European avian-like swine strains also show changes in or near mapped antigenic site regions in human H1, as previously reported (4). Most of these changes are in or near the mapped Ca and Sb antigenic regions (6, 37). These viruses also lose two potential N-linked glycosylation sites which are conserved in avian H1 sequences and the 1918 virus (38). In more recent strains, residues 104 to 106 (NGT) become NGA, and in most European avian-like swine strains, residues 304 to 306 (NSS) become NSN. However, these strains gain two potential glycosylation sites at residues 212 to 214, where ADA becomes NHT (in the antigenic Sb region), and at residues 291 to 293, where NCD becomes NCT in most strains.
The neuraminidase (NA) of the European avian-like swine strains maintains the 15 conserved amino acids making up the active site of the enzyme (8), and no mutations associated with NA inhibitor resistance are observed. The NA also maintains the full-length stalk and the seven potential N-linked glycosylation sites predicted for the 1918 influenza virus (41). Some European avian-like swine strains gain an additional potential glycosylation site at residues 386 to 388, where SFS becomes NFS or NYS.

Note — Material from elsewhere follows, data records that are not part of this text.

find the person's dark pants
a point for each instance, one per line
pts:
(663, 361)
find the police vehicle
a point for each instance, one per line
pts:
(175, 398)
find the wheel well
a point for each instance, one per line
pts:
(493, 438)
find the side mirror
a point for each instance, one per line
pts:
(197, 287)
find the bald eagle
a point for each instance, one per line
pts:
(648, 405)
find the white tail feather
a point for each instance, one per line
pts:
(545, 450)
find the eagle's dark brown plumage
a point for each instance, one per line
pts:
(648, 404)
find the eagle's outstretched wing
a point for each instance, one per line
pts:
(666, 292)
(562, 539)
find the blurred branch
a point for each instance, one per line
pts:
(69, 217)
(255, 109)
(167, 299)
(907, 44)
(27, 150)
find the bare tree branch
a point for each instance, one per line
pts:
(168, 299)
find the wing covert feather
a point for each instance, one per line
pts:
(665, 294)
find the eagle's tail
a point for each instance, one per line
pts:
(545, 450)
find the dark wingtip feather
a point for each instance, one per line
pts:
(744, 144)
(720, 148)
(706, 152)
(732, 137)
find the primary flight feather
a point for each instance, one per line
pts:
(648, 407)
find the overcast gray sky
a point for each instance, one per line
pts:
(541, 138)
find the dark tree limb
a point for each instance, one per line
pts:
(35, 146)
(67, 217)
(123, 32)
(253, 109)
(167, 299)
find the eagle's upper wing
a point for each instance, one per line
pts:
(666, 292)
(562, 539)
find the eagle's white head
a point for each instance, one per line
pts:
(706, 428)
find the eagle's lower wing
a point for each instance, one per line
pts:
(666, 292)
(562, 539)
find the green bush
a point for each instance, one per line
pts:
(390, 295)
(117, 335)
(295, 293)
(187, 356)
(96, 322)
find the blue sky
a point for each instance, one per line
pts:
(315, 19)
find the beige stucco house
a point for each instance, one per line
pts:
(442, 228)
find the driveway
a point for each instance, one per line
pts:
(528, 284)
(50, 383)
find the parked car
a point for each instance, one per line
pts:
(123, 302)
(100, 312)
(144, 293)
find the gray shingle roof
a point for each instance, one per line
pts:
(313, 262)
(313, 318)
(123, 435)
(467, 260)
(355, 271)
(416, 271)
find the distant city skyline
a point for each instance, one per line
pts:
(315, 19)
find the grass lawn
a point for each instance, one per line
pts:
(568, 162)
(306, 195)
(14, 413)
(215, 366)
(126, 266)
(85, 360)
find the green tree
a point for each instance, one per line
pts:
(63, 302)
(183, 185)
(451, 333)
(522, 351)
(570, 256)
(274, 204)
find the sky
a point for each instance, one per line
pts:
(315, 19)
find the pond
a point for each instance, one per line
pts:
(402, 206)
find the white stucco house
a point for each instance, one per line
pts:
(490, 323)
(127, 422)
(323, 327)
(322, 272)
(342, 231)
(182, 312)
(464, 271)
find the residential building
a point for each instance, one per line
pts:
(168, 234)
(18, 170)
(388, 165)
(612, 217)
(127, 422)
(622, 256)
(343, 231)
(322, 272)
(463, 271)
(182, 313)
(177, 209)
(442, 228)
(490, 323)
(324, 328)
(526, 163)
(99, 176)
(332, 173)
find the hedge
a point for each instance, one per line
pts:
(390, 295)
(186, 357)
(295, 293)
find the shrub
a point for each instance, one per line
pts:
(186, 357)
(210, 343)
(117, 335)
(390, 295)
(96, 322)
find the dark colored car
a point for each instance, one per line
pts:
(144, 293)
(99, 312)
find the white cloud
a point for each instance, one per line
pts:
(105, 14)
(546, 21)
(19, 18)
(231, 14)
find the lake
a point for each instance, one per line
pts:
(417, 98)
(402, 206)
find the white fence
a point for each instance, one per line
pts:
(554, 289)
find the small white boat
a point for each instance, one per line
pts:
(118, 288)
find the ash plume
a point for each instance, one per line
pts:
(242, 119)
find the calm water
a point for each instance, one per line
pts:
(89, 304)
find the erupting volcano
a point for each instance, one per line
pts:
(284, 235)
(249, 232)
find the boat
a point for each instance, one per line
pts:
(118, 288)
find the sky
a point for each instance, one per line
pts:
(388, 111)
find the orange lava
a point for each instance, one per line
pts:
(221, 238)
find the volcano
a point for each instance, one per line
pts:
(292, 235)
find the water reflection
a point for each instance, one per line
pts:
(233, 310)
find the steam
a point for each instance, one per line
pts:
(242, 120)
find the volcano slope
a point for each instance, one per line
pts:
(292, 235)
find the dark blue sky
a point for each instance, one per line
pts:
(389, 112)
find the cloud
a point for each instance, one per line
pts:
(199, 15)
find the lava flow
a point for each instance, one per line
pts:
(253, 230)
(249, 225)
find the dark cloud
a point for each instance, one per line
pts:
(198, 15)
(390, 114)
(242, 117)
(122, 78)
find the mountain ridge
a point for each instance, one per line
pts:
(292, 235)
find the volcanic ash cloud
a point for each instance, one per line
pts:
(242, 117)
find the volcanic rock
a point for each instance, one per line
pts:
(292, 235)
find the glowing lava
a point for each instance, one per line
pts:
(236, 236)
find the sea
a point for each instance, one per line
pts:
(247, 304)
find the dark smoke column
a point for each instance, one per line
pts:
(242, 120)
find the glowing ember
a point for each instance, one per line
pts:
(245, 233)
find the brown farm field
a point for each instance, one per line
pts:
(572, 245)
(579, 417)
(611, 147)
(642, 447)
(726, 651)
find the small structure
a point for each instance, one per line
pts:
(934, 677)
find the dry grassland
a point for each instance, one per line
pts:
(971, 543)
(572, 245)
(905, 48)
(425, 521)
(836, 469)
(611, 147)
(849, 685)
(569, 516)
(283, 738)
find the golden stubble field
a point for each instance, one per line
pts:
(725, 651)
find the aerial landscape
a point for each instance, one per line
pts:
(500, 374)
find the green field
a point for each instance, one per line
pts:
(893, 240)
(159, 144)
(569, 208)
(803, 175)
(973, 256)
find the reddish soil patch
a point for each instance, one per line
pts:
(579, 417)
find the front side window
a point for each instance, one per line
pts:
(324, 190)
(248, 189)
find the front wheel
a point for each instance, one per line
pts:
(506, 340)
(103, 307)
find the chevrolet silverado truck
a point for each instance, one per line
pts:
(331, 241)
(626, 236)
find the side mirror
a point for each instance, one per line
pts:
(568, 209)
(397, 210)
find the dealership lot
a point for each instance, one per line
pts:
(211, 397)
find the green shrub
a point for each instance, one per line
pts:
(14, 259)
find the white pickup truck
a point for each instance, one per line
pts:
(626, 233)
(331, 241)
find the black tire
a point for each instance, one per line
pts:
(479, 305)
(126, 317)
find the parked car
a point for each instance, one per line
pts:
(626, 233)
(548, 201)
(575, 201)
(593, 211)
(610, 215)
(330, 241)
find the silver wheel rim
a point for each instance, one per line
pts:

Analysis of nucleotide compositional space of individual gene segments. To investigate changes in base composition through time, an indicator of the evolutionary processes that shape genetic diversity in influenza virus, the percent GC content at the third position of each codon of each gene segment was plotted over time (Fig. 2). The directionality of third-position GC content change is measured as the percent change over time from the ancestral sequence.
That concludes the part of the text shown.